Selected Criticism

"As at Thy Portals Also Death" (1881)
Rieke, Susan
Print source:
J.R. LeMaster and Donald D. Kummings, eds., Walt Whitman: An Encyclopedia (New York: Garland Publishing, 1998), reproduced by permission.

"As at Thy Portals Also Death" was written in 1881, specifically for the "Songs of Parting" cluster. An elegy to Walt Whitman's mother, Louisa Van Velsor Whitman, it also reveals Whitman's own sense of the imminence of death, a dominant theme in the cluster. In the beginning of the poem, the speaker admits that he also stands before death and is explicit in saying that he wants to write about his mother before he himself dies. The poem, he asserts, stands as a monument to her, a tombstone set in "these songs," by which he may mean this cluster or the whole of Leaves of Grass.

As in the "Songs of Parting" cluster as a whole, the poem exhibits an ambivalent attitude toward death. The speaker declares his mother "buried and gone" and in the same line says, "yet buried not, gone not from me." This contradiction is important to Whitman, who tries in the cluster to subvert death's power. Certainly it supports his idea that he will remain on earth as long as readers continue to read his poetry and that his mother will be remembered as long as the poem is read.
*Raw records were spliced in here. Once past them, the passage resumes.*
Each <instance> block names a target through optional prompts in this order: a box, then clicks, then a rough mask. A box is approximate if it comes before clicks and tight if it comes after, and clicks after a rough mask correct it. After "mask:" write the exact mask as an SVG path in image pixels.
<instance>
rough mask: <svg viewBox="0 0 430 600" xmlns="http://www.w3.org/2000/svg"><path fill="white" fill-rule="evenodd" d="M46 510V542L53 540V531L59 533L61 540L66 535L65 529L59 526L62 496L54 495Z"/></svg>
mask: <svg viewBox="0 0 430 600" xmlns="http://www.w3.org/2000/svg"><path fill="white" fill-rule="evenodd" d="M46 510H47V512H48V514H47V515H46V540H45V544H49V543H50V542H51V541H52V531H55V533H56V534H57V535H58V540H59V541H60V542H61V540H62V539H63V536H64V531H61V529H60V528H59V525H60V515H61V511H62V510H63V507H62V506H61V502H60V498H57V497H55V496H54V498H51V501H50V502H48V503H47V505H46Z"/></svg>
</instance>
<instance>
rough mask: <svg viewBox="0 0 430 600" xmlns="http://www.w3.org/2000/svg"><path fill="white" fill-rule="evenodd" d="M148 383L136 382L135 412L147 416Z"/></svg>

The short ten-line, one-sentence poem manifests a sweeping scope from "divine blending" to "maternity" (by the proximity of these concepts, does Whitman suggest a feminine principle in the deity?), from death's "illimitable grounds" to "sweet old lips" and cheeks and eyes. These paired opposite, or nearly opposite, images suggest questions that underlie the poem, questions also posed by the "Songs of Parting" cluster: What is death? What goes and what remains after death? How does it happen? Is death final? These were perhaps Whitman's personal concerns as he wrote the poem in 1881, but they might also be concerns he had about the American experiment and the present state and future of democracy in America.


Allen, Gay Wilson. The Solitary Singer: A Critical Biography of Walt Whitman. 1955. Rev. ed. 1967. Chicago: U of Chicago P, 1985.

Carlisle, E. Fred. The Uncertain Self: Whitman's Drama of Identity. East Lansing: Michigan State UP, 1973.

Crawley, Thomas Edward. The Structure of "Leaves of Grass." Austin: U of Texas P, 1970.